La Commission fédérale des banques, compétente à cette époque, avait toutefois usé de sa prérogative législative ancrée à l’art. 32 al. 6 aLBVM (actuel art. 135 al. 4 LIMF) afin de prévoir, par voie d’ordonnance une obligation supplémentaire. L’art. 31 OBVM-CFB (actuel art. 37 OIMF-FINMA) prévoyait que quiconque détenait plus de 50 % des droits de vote serait également obligé de présenter une offre si sa participation était abaissée en dessous du seuil de 50 % et dépassée à nouveau.

La doctrine majoritaire considère que cette norme outrepasse le mandat législatif conféré par l’aLBVM qui ne prévoyait pas d’obligation supplémentaire pour les actionnaires détenant plus de 50 % des droits de vote lors de l’entrée en vigueur de l’aLBVM. Le Tribunal fédéral, qui avait été confronté à cette question dans l’ATF 130 II 530, avait laissé la question ouverte (c. 5.1.3).

À cela s’ajoute le fait que la version française de l’art. 37 OIMF-FINMA se réfère à « quiconque » laissant transparaître qu’un groupe d’actionnaires pourrait être soumis à cette obligation tandis que la version allemande se réfère à « une personne » ce qui restreindrait le champ d’application.

Dans cette décision, la COPA a décidé de ne pas se prononcer sur ces deux questions, les requérants remplissant, selon elle, les conditions d’une dérogation à l’offre obligatoire.

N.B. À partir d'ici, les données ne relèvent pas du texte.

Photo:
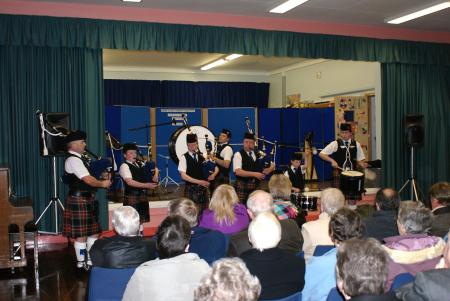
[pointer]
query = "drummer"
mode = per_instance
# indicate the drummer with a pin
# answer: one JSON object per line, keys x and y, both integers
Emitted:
{"x": 191, "y": 171}
{"x": 296, "y": 171}
{"x": 222, "y": 157}
{"x": 345, "y": 153}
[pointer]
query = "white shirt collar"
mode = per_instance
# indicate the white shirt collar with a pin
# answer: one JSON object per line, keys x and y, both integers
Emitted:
{"x": 74, "y": 153}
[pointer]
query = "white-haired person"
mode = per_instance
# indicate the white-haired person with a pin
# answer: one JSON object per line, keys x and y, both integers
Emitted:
{"x": 126, "y": 249}
{"x": 280, "y": 272}
{"x": 225, "y": 213}
{"x": 413, "y": 250}
{"x": 260, "y": 201}
{"x": 361, "y": 271}
{"x": 315, "y": 233}
{"x": 230, "y": 280}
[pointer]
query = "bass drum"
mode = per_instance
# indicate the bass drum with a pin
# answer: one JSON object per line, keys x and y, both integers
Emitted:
{"x": 178, "y": 145}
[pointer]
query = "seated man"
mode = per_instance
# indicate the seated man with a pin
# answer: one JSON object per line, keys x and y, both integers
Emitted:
{"x": 320, "y": 276}
{"x": 383, "y": 222}
{"x": 175, "y": 274}
{"x": 228, "y": 280}
{"x": 210, "y": 245}
{"x": 281, "y": 273}
{"x": 316, "y": 232}
{"x": 361, "y": 269}
{"x": 413, "y": 250}
{"x": 126, "y": 249}
{"x": 260, "y": 201}
{"x": 429, "y": 285}
{"x": 440, "y": 204}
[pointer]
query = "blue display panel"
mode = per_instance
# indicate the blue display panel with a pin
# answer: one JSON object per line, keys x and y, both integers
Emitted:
{"x": 164, "y": 133}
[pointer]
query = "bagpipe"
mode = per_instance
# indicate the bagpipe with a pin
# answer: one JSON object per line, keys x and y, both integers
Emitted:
{"x": 264, "y": 159}
{"x": 100, "y": 168}
{"x": 209, "y": 166}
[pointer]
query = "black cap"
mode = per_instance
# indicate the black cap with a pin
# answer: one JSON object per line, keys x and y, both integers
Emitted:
{"x": 296, "y": 156}
{"x": 191, "y": 138}
{"x": 226, "y": 132}
{"x": 129, "y": 146}
{"x": 248, "y": 135}
{"x": 75, "y": 135}
{"x": 346, "y": 127}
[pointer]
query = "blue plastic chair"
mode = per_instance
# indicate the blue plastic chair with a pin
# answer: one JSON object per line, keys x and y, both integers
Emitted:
{"x": 400, "y": 280}
{"x": 108, "y": 284}
{"x": 322, "y": 249}
{"x": 293, "y": 297}
{"x": 335, "y": 295}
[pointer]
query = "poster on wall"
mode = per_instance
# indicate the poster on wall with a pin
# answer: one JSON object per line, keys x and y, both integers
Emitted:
{"x": 355, "y": 110}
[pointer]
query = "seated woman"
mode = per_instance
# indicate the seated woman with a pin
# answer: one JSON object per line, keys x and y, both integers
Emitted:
{"x": 413, "y": 250}
{"x": 280, "y": 188}
{"x": 126, "y": 249}
{"x": 225, "y": 213}
{"x": 320, "y": 276}
{"x": 280, "y": 272}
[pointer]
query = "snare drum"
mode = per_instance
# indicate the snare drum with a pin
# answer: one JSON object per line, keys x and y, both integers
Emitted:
{"x": 351, "y": 182}
{"x": 178, "y": 145}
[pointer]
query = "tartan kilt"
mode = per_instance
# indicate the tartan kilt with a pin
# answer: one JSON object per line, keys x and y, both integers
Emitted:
{"x": 198, "y": 194}
{"x": 219, "y": 180}
{"x": 336, "y": 178}
{"x": 81, "y": 217}
{"x": 141, "y": 205}
{"x": 244, "y": 188}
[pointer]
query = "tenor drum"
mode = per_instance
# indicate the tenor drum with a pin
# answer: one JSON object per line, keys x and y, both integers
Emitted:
{"x": 177, "y": 141}
{"x": 351, "y": 182}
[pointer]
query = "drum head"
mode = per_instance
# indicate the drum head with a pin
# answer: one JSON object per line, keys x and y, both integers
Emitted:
{"x": 178, "y": 145}
{"x": 352, "y": 173}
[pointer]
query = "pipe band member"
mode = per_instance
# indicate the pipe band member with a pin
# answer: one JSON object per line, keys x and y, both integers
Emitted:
{"x": 223, "y": 157}
{"x": 136, "y": 183}
{"x": 81, "y": 211}
{"x": 191, "y": 171}
{"x": 248, "y": 171}
{"x": 345, "y": 153}
{"x": 296, "y": 171}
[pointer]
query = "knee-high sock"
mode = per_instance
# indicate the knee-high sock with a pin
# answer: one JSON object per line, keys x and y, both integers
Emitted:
{"x": 80, "y": 250}
{"x": 89, "y": 243}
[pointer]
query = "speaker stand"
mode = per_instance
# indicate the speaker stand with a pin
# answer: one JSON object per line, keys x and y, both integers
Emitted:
{"x": 411, "y": 180}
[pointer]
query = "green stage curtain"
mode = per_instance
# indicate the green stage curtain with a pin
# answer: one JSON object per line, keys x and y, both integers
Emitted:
{"x": 87, "y": 33}
{"x": 413, "y": 89}
{"x": 52, "y": 80}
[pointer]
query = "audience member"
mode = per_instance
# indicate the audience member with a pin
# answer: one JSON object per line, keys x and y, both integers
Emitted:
{"x": 175, "y": 274}
{"x": 126, "y": 249}
{"x": 383, "y": 222}
{"x": 429, "y": 285}
{"x": 261, "y": 201}
{"x": 440, "y": 204}
{"x": 225, "y": 213}
{"x": 413, "y": 250}
{"x": 361, "y": 269}
{"x": 320, "y": 276}
{"x": 228, "y": 280}
{"x": 281, "y": 273}
{"x": 210, "y": 245}
{"x": 316, "y": 232}
{"x": 280, "y": 188}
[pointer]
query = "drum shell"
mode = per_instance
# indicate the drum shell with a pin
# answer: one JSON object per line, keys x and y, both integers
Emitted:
{"x": 351, "y": 186}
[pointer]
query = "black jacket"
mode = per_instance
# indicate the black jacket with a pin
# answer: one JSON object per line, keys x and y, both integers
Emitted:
{"x": 280, "y": 273}
{"x": 120, "y": 252}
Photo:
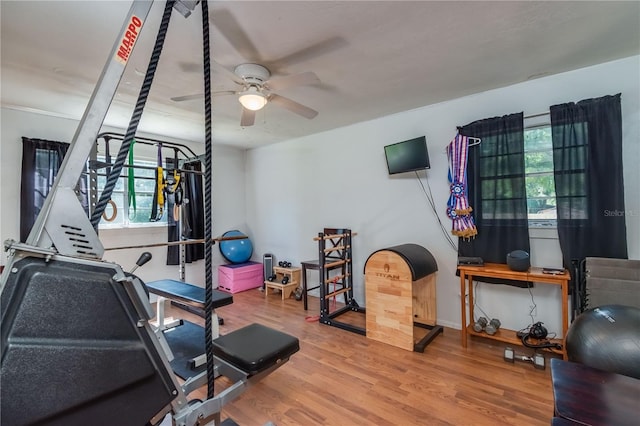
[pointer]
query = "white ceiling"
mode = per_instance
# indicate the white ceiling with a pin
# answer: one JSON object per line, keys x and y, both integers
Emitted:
{"x": 374, "y": 58}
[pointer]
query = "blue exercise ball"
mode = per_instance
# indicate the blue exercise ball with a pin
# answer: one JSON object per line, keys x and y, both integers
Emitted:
{"x": 236, "y": 251}
{"x": 607, "y": 338}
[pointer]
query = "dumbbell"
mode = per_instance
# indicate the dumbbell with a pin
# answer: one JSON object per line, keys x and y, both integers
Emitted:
{"x": 490, "y": 327}
{"x": 493, "y": 326}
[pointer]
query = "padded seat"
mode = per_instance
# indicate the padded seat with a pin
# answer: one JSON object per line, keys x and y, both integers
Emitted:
{"x": 188, "y": 294}
{"x": 255, "y": 348}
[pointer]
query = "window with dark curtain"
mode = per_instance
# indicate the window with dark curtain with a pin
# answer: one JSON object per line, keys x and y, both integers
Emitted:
{"x": 496, "y": 189}
{"x": 192, "y": 211}
{"x": 587, "y": 157}
{"x": 41, "y": 160}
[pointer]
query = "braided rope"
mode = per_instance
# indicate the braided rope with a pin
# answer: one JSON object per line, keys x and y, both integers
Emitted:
{"x": 113, "y": 177}
{"x": 208, "y": 177}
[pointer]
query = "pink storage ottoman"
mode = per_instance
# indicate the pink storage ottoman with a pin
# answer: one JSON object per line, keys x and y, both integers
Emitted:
{"x": 240, "y": 277}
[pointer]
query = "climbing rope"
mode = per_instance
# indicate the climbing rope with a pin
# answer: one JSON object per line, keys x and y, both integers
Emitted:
{"x": 114, "y": 175}
{"x": 208, "y": 298}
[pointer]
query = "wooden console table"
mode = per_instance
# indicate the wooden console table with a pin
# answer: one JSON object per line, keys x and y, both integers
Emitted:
{"x": 497, "y": 270}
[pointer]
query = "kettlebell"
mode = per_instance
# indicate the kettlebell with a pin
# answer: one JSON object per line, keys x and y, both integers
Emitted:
{"x": 538, "y": 331}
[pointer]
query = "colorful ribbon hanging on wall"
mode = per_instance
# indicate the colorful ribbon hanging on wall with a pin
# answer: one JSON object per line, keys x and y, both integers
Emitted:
{"x": 458, "y": 208}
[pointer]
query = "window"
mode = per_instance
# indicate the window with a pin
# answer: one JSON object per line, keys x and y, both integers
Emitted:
{"x": 539, "y": 179}
{"x": 144, "y": 187}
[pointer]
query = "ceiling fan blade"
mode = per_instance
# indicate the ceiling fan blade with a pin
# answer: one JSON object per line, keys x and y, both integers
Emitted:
{"x": 187, "y": 97}
{"x": 293, "y": 106}
{"x": 227, "y": 72}
{"x": 248, "y": 117}
{"x": 302, "y": 79}
{"x": 309, "y": 52}
{"x": 229, "y": 27}
{"x": 201, "y": 95}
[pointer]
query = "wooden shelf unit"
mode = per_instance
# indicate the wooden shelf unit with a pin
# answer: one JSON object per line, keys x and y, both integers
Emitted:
{"x": 495, "y": 270}
{"x": 288, "y": 288}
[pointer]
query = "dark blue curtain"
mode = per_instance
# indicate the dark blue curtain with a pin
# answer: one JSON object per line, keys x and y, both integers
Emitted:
{"x": 41, "y": 160}
{"x": 587, "y": 157}
{"x": 497, "y": 192}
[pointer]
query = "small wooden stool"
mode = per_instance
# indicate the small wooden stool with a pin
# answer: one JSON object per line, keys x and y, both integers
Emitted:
{"x": 287, "y": 289}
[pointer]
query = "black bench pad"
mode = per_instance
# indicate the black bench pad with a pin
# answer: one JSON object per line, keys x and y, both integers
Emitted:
{"x": 187, "y": 294}
{"x": 255, "y": 348}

L’art. 136 al. 1 let. b LIMF permet à la COPA d’octroyer une dérogation lorsque le dépassement du seuil résulte d’une diminution du nombre total des droits de vote de la société. En tenant compte des conséquences financières d’une offre obligatoire, le Tribunal fédéral et la FINMA ont reconnu un droit aux assujettis de bénéficier d’une dérogation si aucune circonstance particulière ne s’y oppose et qu’aucun indice de contournement ne peut être décelé (ATF 130 II 530, c. 7.4.3 ; décision de la FINMA du 6 décembre 2019 dans l’affaire SCHMOLZ+BICKENBACH AG, Nm 35).

La COPA commence par rappeler sa pratique dans les recommandations 27/01 du 25 février 1999 dans l’affaire Julius Baer Holding Ltd, c. 5.2 et 93/01 du 2 avril 2001 dans l’affaire Helvetia Patria Holding AG, c. 1.2 et 3 ainsi que dans une décision non publiée 589/01 du 11 février 2015. Selon elle, afin de pouvoir bénéficier d’une dérogation selon l’art. 136 al. 1 let. b LIMF, l’augmentation de la participation du requérant doit en principe s’opérer indépendamment de sa volonté.

En l’espèce, rien ne laisse transparaître que le rachat et l’annulation des actions relèvent de la volonté des requérants. Ce ne sont pas eux, mais Novartis qui a initié et négocié la transaction, les représentants des requérants au conseil d’administration s’étant récusés lors du vote approuvant cette décision. Les requérants se sont uniquement engagés à approuver la décision lors d’une assemblée générale. Ils ne prennent donc part qu’à l’exécution de la transaction et non pas à son élaboration. Finalement, les requérants contrôlent déjà, avant l’opération, la société compte tenu de la participation effective à l’assemblée générale (contrôle de fait), le rehaussement à 67,5 % des droits de vote n’y changeant rien.

Cette décision nous rappelle l’importance pour la COPA que l’augmentation de la participation du requérant s’effectue indépendamment de sa volonté lorsqu’il requiert une dérogation à l’offre obligatoire fondée sur l’art. 136 al. 1 let. b LIMF. Il demeure regrettable que la COPA n’en ait pas profité pour trancher l’applicabilité de l’art. 37 OIMF-FINMA, les requérants n’étant pas les seuls actionnaires d’une société cotée pouvant y être confrontés dans le futur.